Ce sont généralement les titres les plus enlevés qui assurent le mieux, et l’album n’en manque pas. Sur la plage d’introduction "Angel", c’est la voix de Fergie qui assure le plaisir des retrouvailles, jouant à merveille dans des aigus aux très légers trémolos. "Elaine" enchaîne avec brio pour mener vers ce "First To Cry", déjà entendu sur le dernier House Of Lords. Il n’est pas certain que la version de ces derniers soit meilleure. Autre titre bien entraînant, la plage titulaire, composée par Frederiksen et Peterik et qui débute par des claviers rappelant un peu la sonorité d’un Bruce Hornsby. S’enchaînent ensuite des titres agréables qui perceront sans doute au fur et à mesure des écoutes, mais ils ne sont pas tous à la hauteur de "Writing On The Wall" à nouveau composé par Peterik.
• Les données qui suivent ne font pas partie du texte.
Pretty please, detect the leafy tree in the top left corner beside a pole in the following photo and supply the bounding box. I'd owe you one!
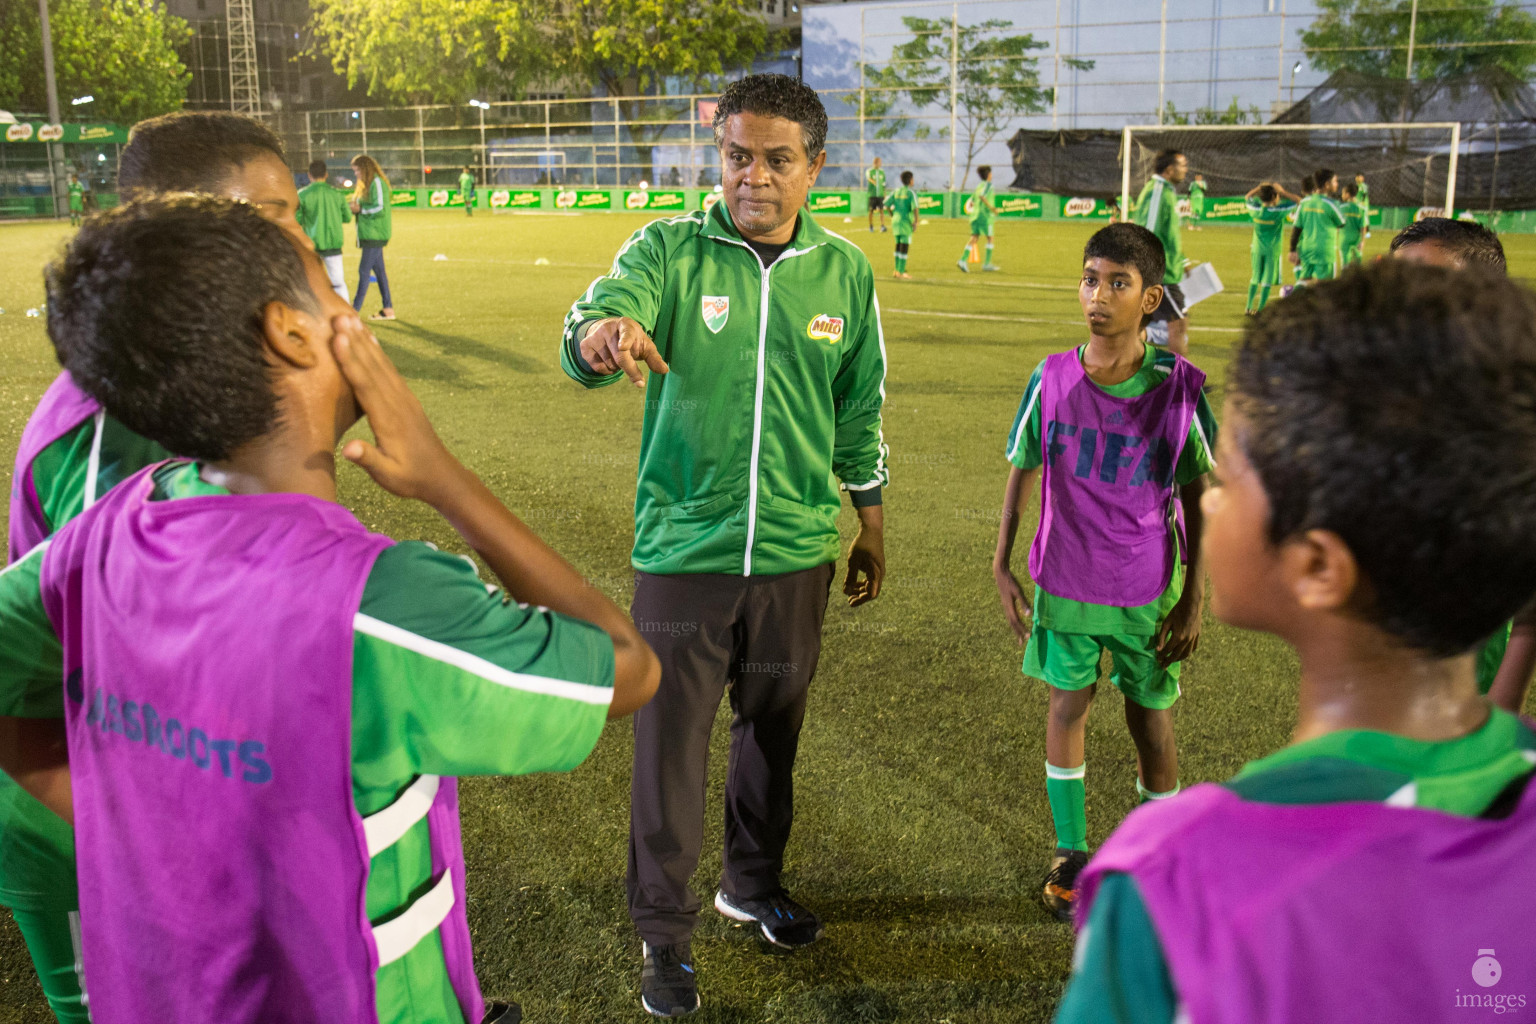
[0,0,192,124]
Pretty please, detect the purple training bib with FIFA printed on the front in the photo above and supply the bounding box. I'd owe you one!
[1029,350,1206,608]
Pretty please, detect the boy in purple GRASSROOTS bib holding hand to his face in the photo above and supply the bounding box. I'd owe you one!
[0,197,659,1024]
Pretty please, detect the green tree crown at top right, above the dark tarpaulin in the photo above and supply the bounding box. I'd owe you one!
[1301,0,1536,80]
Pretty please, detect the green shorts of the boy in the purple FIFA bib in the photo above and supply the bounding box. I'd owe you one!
[1025,625,1183,711]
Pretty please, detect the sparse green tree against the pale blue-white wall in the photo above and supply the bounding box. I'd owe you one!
[845,17,1094,188]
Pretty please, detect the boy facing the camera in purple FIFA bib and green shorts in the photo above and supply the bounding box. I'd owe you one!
[992,224,1215,921]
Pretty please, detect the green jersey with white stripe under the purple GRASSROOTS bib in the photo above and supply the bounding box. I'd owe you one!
[0,462,613,1024]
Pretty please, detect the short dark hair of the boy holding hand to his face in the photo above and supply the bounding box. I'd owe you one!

Par moment, l’emphase bien contrôlée est proche d’un Jim Steinman qui a composé la plupart des bijoux de Meat Loaf. Les fans de Peterik doivent quand même se demander pourquoi il ne garde pas des titres pareils pour ses albums perso ! L’amitié peut-être, car c’est probablement le meilleur titre de l’album.
Grâce à sa voix à la fois personnelle et ancrée dans le genre qu’il affectionne, les influences sont un peu moins évidentes que pour d’autres, mais si vous appréciez les groupes précités ou bien sûr Journey, ou pour les plus jeunes Grand Illusion, jetez vous sur cet album comme la pauvreté sur le monde. Si vous voulez un dernier exemple, écoutez "The One", dont le refrain, les claviers et la guitare nous replongent dans l’univers des mythiques Spys. Il n’y a finalement qu’une vraie ballade, "Follow Your Heart", à nouveau composée par Peterik, mais que l’on sent pourtant autobiographique. Pourvue d’une très belle mélodie, c’est le genre de morceau qu’enfileraient comme un gant les membres de Journey. On regrettera par moment l’emphase à la limite du pompeux.
Mais de cet excellent album, nous retiendrons surtout le message, trop souvent oublié: "le bonheur est sur le chemin ...".